We made progress on the mechanism of Mediator recruitment by demonstrating that the tail subcomplex containing GAL11/MED15, MED2, and PGD1/MED3 is an in vivo target of the GCN4 activation domain. Deleting each of these subunits impairs recruitment to ARG1 of all Mediator subunits tested. A stable tail subcomplex released from Mediator in a sin4D/med16D mutant can bind to the GCN4 activation domain in vitro. Importantly, the tail, but not head, subunits of Mediator are recruited by GCN4 in sin4D cells and the function of MED2 in promoting TBP recruitment to the promoter is maintained in the sin4D mutant. Hence, GCN4 can recruit the tail domain independently of the rest of Mediator, and the tail may provide an adaptor function for TBP recruitment ⁴⁴ (Fig. 16).

Although Paf1C stimulates several important co-transcriptional events, the mechanism of Paf1C recruitment was poorly understood. We discovered that the SPT4 subunit of the yeast equivalent of DSIF, Ser5-CTD phosphorylation by KIN28, and the cyclin-dependent kinase BUR1/BUR2 all promote Paf1C recruitment to elongating Pol II. Consistent with this, spt4D and bur2D mutations decrease Paf1C-dependent H3-K4 trimethylation.

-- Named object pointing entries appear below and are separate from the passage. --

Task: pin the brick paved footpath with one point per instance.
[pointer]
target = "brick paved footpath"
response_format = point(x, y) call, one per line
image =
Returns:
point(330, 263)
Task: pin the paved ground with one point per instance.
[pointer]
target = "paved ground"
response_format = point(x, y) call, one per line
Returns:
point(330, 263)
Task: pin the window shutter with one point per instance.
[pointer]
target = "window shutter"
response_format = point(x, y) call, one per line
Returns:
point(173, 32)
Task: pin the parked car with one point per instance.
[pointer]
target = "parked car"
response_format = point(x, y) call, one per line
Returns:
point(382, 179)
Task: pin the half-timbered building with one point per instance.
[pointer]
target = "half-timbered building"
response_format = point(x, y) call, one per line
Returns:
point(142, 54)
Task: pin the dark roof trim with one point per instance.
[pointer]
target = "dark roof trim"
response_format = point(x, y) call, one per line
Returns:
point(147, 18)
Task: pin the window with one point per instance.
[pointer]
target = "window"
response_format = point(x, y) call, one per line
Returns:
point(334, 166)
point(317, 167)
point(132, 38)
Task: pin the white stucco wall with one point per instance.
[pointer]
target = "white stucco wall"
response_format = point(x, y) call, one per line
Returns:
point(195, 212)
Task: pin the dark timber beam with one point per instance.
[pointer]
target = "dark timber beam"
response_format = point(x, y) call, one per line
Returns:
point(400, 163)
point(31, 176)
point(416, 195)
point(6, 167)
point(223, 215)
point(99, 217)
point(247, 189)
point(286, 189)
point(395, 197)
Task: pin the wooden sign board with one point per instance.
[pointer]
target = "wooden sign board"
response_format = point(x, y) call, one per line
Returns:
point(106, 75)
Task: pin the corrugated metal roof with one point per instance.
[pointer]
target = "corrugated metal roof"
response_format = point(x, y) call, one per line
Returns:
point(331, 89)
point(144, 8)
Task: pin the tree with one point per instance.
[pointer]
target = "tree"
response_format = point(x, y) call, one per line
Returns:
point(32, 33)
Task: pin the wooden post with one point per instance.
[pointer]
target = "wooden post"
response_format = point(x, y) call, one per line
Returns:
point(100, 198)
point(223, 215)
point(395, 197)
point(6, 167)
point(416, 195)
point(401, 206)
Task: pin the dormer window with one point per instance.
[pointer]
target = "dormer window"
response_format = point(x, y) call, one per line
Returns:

Since SPT4-Pol II association is independent of both Paf1C and CTD-Ser5P, we proposed that SPT4 (and most likely its DSIF partner SPT5) provide a platform for Paf1C recruitment on elongating Pol II ⁴⁵ (Fig. 17).

  We also showed that the nuclear cap binding complex (CBC) is recruited co-transcriptionally by the m⁷G cap on nascent transcripts and plays a direct role in preventing polyadenylation at weak termination sites. Similar to NPL3 with which it interacts, CBC carries out its antitermination function by impeding recruitment of subunits of cleavage factor (CF) IA at weak poly(A) addition sites ⁴⁶ (Fig. 18).